The planned acquisition was announced earlier this month, with NZAX-listed Cooks saying it will pay $14 million cash and take on up to $5.3 million in debt in Mojo.
Today, Cooks said it plans to raise $20.5 million to fund the purchase, via $14 million in new capital, $4.3 million in new equity underwritten by Cooks Investment Holdings which is associated with its executive chair Keith Jackson, and $2.2 million in shares it's issuing to Mojo's sellers.
Buying Mojo will be "transformational" for Cooks, the company said, lifting its sales from $6.8 million in 2018 to a pro forma $33.2 million and turning it from a $1 million loss in earnings before interest, tax, depreciation, and amortisation to a pro forma $1 million ebitda profit.
"Cooks will be generating positive cashflows, become a significantly larger company and, with a New Zealand retail presence, have greater visibility to New Zealand investors. It is an exciting time for Cooks," the company said. "Along with establishing an earnings presence in NZ through Mojo and migration to the NZX main board post transaction, Cooks’ anticipates enhanced liquidity and market coverage over time."
The deal is expected to settle by Oct. 31 and Cooks said it will refresh its board in the coming months and will move to the NZX Main Board, from the current NZAX small-cap index. Stockmarket operator NZX announced in its interim report earlier this month that it will consolidate its junior equity boards into the main board with changes finalised by November.
Cooks currently has 101 Esquires Coffee Houses, mostly in Ireland, the UK, China and the Middle East, and the deal will add 43 Mojo stores, 36 of those in New Zealand. The company plans to have a combined 158 stores by March 2019, with 3 new Mojos and 11 new Esquires outlets.
Mojo has plans to expand into the United States and has spent $2 million over two years to establish itself there, opening its first store in Chicago in June 2017. That store is generating revenue of US$60,000 per month and Mojo's management estimate it needs four US stores to break even. It has planned to open three new stores in Chicago in the next twelve months and to have opened six new stores by March 2020.
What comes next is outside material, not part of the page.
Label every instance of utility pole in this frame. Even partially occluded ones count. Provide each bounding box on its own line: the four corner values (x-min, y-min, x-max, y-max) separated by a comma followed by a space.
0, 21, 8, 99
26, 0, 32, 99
Cooks and Mojo see an opportunity in the US despite that market being dominated by large chains, as they predict younger consumers are willing to spend more on better quality coffee. Mojo's medium-term plan is to open at least four stores each year for the next seven years within the Chicago CBD, and then expand to other cities - it has identified Austin, Cincinnati, Denver, Miami, New York, Philadelphia, Nashville and San Diego as suitable.
Cooks said Mojo is consistently profitable in New Zealand. Its 2018 revenue was $26.4 million, up from $24 million in 2017, and it's forecasting $27.2 million for the 2019 financial year. Mojo's New Zealand ebitda in 2018 was $2.8 million, forecast to rise to $3 million this year.
Mojo's branding and staff will remain following the acquisition. Co-founder Steve Gianoutsos and executives Katy Ellis and John Holloway will join Cooks’ senior management team while continuing to run the Mojo business.
Cooks' shares last traded at 8.5 cents and have gained 70 percent this year, having started 2018 at 5 cents.